Computer boffs less convinced that their boss understands cybersecurity risks.
C-level executives at some of America’s largest companies unanimously declared themselves "cybersecurity literate" in a recent survey, despite only a third saying the same of their board overall.
The surprising result – which will invite incredulity from some industry watchers – comes shortly after the worst year for cyberattacks on record in 2014, which saw cybersecurity climb up the corporate agenda and funding for start-ups shoot up.
Dwayne Melançon, chief technology officer for security vendor Tripwire, which conducted the survey, said: "There’s a big difference between cybersecurity awareness and cybersecurity literacy."If the vast majority of executives were really literate about cybersecurity risks, then spear phishing wouldn’t work.
"I think these results are indicative of the growing awareness that the risks connected with cybersecurity are business critical, but it would appear the executives either don’t understand how much they have to learn about cybersecurity, or they don’t want to admit that they that they don’t understand the business impact of these risks.
Outside of the executive board the survey data showed that there were considerable discrepancies between how top decision makers might view things compared to their IT staff, a third of whom rated the board as only "marginally literate" on cybersecurity matters.
"The people closest to the work are most impacted by external security events that require a response," said Tim Erlin, director of IT risk and security strategy at Tripwire.

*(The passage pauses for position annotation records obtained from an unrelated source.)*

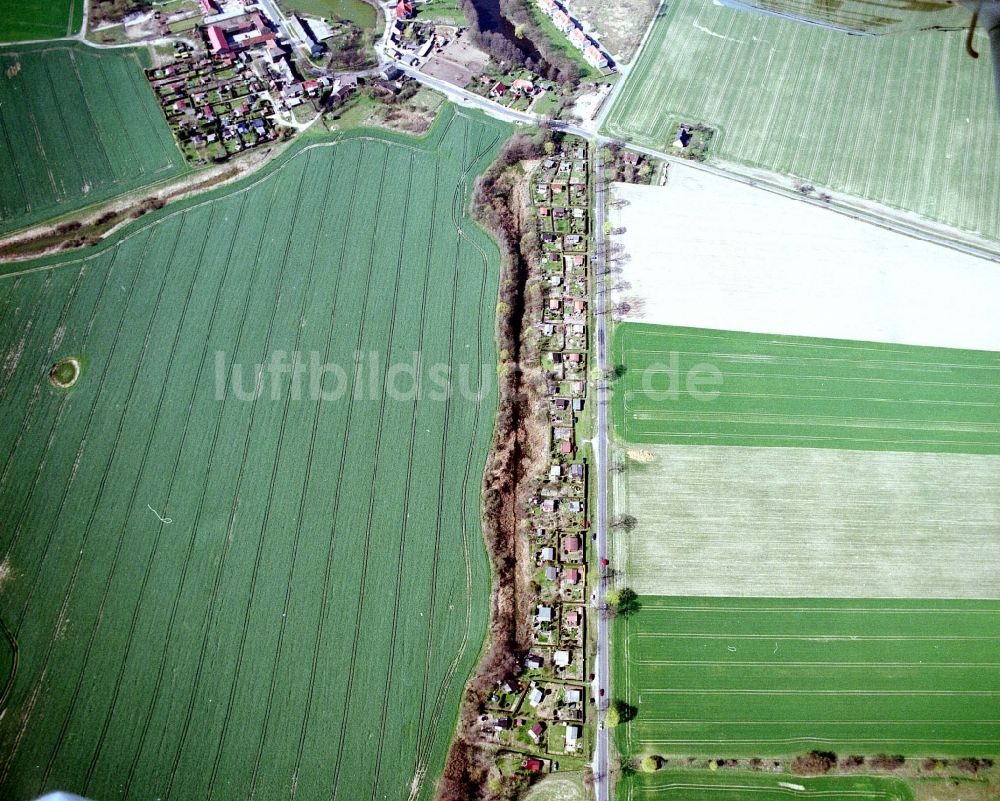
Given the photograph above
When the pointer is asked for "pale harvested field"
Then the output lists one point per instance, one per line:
(713, 253)
(906, 121)
(800, 522)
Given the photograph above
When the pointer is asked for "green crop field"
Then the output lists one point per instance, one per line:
(79, 125)
(39, 19)
(248, 589)
(796, 391)
(749, 677)
(728, 785)
(904, 120)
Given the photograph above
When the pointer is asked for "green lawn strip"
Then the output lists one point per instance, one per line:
(749, 677)
(695, 785)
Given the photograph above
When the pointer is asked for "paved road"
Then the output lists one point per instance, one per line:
(602, 782)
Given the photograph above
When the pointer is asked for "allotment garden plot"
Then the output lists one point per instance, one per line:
(78, 126)
(904, 120)
(760, 677)
(226, 593)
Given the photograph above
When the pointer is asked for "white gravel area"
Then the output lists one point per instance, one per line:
(709, 252)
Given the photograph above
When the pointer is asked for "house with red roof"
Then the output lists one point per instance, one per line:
(217, 41)
(595, 57)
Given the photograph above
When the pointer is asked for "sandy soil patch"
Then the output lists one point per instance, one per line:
(458, 63)
(619, 25)
(800, 522)
(708, 252)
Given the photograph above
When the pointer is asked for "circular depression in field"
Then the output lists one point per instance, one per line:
(65, 372)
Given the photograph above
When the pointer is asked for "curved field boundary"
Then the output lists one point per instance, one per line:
(8, 635)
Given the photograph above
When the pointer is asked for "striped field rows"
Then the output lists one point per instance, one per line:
(766, 677)
(907, 120)
(219, 592)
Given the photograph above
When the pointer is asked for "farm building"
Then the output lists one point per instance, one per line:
(217, 41)
(595, 57)
(572, 736)
(578, 38)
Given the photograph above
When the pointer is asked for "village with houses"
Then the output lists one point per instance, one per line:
(571, 28)
(539, 719)
(247, 85)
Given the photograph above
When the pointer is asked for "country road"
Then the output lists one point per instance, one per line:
(602, 782)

"IT professionals had to sit up, pay attention and apply patches for Heartbleed, even if they weren’t under active attack. There weren’t a lot of C-level executives who spent the weekend running Heartbleed scans."
The study, which interviewed staff of American companies with yearly revenues exceeding $5bn (£3.3bn), also showed that only two-thirds of C-level executives trusted the tools used to display cyber-risks to their board.
Other figures revealed that internal breaches were far more likely to raise awareness of cybersecurity than media coverage of big attacks, with roughly a third of C-level and non C-level executives citing them as having the "biggest impact" on the board’s awareness, compared to around 10% who said the same of the Snowden leaks.